Loi 94 et laïcité ouverte

2010/03/30 | Par Louise Mailloux

Au début du XXième siècle, 50% des habitants de la planète étaient catholiques, protestants, musulmans ou hindous. Au début du XXIème siècle, ce pourcentage atteint 64% et il pourrait approcher les 70% d’ici 15 ans. Les philosophes des Lumières ont eu tort de penser que la religion n’était due qu’à l’ignorance. Jamais les gens n’ont été autant éduqués qu’aujourd’hui et pourtant les fous de Dieu n’arrêtent pas de se multiplier.

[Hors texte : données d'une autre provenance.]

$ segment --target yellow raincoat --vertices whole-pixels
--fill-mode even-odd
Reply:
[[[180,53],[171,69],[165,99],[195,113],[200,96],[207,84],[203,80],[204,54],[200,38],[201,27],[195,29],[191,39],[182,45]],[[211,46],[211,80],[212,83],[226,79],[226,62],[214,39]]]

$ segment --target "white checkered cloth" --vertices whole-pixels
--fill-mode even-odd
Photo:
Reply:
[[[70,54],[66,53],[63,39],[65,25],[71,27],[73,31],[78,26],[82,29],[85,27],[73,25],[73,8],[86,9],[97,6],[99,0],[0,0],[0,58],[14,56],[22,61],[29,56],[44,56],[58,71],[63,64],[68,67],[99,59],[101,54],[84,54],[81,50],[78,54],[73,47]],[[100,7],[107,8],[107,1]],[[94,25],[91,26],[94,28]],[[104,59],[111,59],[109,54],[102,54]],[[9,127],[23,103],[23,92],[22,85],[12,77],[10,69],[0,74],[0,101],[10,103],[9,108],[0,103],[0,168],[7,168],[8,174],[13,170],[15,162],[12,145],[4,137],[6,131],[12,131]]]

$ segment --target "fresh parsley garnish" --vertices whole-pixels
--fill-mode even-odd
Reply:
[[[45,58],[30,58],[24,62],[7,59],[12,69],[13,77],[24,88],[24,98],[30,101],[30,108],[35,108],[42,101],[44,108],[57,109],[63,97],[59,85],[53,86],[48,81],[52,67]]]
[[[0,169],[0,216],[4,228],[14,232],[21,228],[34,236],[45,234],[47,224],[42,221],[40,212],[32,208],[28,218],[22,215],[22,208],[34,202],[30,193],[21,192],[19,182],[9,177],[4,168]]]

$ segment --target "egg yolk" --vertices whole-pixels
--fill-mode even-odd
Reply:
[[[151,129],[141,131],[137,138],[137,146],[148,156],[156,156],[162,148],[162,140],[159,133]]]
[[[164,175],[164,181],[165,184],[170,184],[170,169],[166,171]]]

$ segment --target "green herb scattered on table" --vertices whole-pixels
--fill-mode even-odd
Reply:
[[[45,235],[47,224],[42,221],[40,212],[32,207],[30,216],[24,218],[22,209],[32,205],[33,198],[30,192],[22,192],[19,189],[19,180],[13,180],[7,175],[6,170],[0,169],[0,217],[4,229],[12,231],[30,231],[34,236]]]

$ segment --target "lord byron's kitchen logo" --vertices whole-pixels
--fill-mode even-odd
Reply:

La modernité n’a pas éradiqué la religion. Bien au contraire, à la faveur de la démocratisation, elle a permis son essor et sa politisation. De sorte que la laïcité qui souhaitait cantonner le religieux à l’espace privé est aujourd’hui menacée par cette montée de la ferveur religieuse, au point où si nous ne réagissons pas maintenant, Dieu pourrait bien gagner la partie.

Sous l’effet de la mondialisation et de son immigration, le Québec connaît un regain de ferveur religieuse au moment où il s’est distancé du catholicisme alors que ses églises sont transformées en condos et qu’il vient tout juste d’achever la déconfessionnalisation de ses écoles publiques.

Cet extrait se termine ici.